Caution: This post may contain SPOILERS!

Ever since I had my son, reading books has not been quite the same experience as it was back when I was blissfully childless. I used to read all kinds of stuff where terrible things happened to children, and it didn’t really bother me much because, obviously, it’s just fiction. Now when I read about terrible things happening to children, my teeth are set on edge and my eyes fill with tears. Yes, it’s still just fiction, but after I had a child, something in me softened and it is very easily wounded. (Fellow parents, have you experienced the same thing?)

Anyway, so why did I want to read Stephen King’s The Institute when the plot involves children being brutally punished? Because I am a die-hard Stephen King fan. That is literally the only reason. That soft spot in my heart was repeatedly stabbed (or slapped or electrified by a zap-stick) by the horrors I read about in the book, and yet, I still kept reading because the plot was just that addictive.

I want to say I enjoyed the book, but I also didn’t enjoy it because of that. I also came to the uncomfortable conclusion that one of my favorite authors is getting a little crazy in his old age. He insulted President Trump not just once but four times, and a few of his other liberal viewpoints came out when politics didn’t have much to do with the book’s plot or the characters’ motivations. I just rolled my eyes, the way you would when one of your coworkers or family members makes a political statement you don’t quite agree with. OK, crazy Uncle Steve. I get it. You hate conservatives and wish Trump would jump out of a plane without wearing a parachute.

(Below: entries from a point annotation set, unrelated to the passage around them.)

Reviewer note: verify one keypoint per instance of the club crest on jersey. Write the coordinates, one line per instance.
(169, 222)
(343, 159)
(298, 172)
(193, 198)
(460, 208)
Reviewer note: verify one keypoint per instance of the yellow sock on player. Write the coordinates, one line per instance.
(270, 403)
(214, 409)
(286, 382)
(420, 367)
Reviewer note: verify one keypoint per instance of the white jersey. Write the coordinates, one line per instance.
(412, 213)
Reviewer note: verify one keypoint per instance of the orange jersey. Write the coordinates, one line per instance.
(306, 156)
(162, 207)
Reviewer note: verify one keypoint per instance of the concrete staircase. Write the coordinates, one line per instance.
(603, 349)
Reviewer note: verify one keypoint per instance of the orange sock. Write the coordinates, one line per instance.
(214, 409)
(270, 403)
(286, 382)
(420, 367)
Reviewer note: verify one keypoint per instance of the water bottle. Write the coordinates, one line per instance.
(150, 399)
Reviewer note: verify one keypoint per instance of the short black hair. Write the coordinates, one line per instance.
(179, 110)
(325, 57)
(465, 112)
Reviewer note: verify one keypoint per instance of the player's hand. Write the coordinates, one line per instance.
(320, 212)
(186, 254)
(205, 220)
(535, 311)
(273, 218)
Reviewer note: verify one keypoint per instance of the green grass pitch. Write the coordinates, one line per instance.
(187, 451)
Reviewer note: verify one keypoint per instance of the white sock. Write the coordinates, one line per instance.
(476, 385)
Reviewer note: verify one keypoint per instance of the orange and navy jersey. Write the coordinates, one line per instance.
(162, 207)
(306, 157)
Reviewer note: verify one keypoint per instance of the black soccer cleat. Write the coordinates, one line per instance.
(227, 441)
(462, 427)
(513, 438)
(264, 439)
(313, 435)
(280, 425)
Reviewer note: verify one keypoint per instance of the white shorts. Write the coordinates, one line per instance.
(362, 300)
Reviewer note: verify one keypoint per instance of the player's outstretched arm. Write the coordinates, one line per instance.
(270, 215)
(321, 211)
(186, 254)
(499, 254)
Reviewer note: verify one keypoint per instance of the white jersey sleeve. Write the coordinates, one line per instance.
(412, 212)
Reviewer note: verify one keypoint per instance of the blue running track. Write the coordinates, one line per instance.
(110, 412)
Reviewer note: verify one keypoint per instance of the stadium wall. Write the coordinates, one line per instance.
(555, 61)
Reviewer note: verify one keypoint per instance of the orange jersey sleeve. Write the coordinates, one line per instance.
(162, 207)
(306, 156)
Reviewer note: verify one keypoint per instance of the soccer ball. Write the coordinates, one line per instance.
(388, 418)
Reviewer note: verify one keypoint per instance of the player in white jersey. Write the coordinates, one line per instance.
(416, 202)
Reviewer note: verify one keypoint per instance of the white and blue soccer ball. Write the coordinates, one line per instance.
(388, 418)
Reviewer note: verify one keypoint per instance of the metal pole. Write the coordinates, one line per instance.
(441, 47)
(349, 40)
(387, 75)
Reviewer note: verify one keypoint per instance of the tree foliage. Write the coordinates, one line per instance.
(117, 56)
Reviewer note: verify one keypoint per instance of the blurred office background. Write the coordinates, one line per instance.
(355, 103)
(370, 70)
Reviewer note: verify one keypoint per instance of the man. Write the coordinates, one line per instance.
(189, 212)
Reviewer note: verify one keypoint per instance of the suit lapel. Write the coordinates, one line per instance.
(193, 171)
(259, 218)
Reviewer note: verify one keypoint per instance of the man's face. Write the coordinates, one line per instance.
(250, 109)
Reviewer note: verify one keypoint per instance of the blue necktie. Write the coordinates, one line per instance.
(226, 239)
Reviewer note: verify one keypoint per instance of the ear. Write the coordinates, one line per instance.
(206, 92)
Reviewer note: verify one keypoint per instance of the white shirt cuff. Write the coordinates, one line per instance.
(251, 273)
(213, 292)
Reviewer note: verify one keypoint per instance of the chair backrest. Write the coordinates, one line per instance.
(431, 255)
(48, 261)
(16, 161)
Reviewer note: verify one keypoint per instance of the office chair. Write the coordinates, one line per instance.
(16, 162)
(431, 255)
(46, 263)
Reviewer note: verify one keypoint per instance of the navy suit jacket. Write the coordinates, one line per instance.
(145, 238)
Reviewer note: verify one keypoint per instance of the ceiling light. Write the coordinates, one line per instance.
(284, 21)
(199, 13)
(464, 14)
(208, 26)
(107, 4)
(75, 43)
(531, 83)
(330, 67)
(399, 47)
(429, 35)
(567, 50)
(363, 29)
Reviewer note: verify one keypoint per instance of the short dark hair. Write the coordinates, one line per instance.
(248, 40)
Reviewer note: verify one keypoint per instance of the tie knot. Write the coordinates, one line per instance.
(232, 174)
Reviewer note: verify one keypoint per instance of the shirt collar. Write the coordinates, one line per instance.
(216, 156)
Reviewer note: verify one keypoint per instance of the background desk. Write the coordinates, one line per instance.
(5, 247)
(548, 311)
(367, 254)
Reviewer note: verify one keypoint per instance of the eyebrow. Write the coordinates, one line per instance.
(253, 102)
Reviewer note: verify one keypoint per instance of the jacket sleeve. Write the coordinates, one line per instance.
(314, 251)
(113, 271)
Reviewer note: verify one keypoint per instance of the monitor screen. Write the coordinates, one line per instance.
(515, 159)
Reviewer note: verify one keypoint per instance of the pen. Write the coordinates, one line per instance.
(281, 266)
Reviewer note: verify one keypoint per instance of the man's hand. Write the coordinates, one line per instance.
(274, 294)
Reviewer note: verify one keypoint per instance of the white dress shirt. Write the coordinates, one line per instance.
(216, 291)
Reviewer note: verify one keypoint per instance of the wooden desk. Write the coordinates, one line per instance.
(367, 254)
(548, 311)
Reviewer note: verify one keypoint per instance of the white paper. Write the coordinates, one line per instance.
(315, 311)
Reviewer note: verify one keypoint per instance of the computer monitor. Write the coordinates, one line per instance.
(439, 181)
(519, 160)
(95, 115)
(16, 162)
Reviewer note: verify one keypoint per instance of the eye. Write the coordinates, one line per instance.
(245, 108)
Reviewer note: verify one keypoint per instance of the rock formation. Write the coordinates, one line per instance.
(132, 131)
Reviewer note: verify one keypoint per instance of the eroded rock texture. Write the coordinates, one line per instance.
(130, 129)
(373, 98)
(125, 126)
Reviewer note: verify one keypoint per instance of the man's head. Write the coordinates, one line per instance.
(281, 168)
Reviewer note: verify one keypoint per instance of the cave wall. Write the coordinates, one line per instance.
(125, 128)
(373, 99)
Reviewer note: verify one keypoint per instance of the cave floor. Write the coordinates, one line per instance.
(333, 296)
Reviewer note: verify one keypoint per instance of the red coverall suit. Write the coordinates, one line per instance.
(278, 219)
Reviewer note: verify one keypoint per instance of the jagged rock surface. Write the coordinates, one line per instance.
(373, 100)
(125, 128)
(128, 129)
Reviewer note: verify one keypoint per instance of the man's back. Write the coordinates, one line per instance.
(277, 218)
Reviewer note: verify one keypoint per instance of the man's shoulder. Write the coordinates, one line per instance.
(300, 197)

Also, I wondered what went through King’s head when he wrote some of the torture scenes. He’s written some gory, nauseating stuff before, but I don’t think he’s ever written about the misery of children at this level. I’m not sure the book would have been published if it had been written by someone else. (Similar to It. Had that sex scene in the sewer been written by anyone else, the book would never have seen the light of day.)

The Institute also contained a bit of hypocrisy. If King thinks guns are so terrible and bad, why did he have his protagonists use guns against the enemy? If King believes that torturing children is an awful, terrible thing (like any sane person would), then why does he also believe that abortion is OK? I don’t really want to know the answers to those questions, but it did make me worry about King’s mental health.

Will I read other books by crazy Uncle Steve? Of course. I’m a Constant Reader.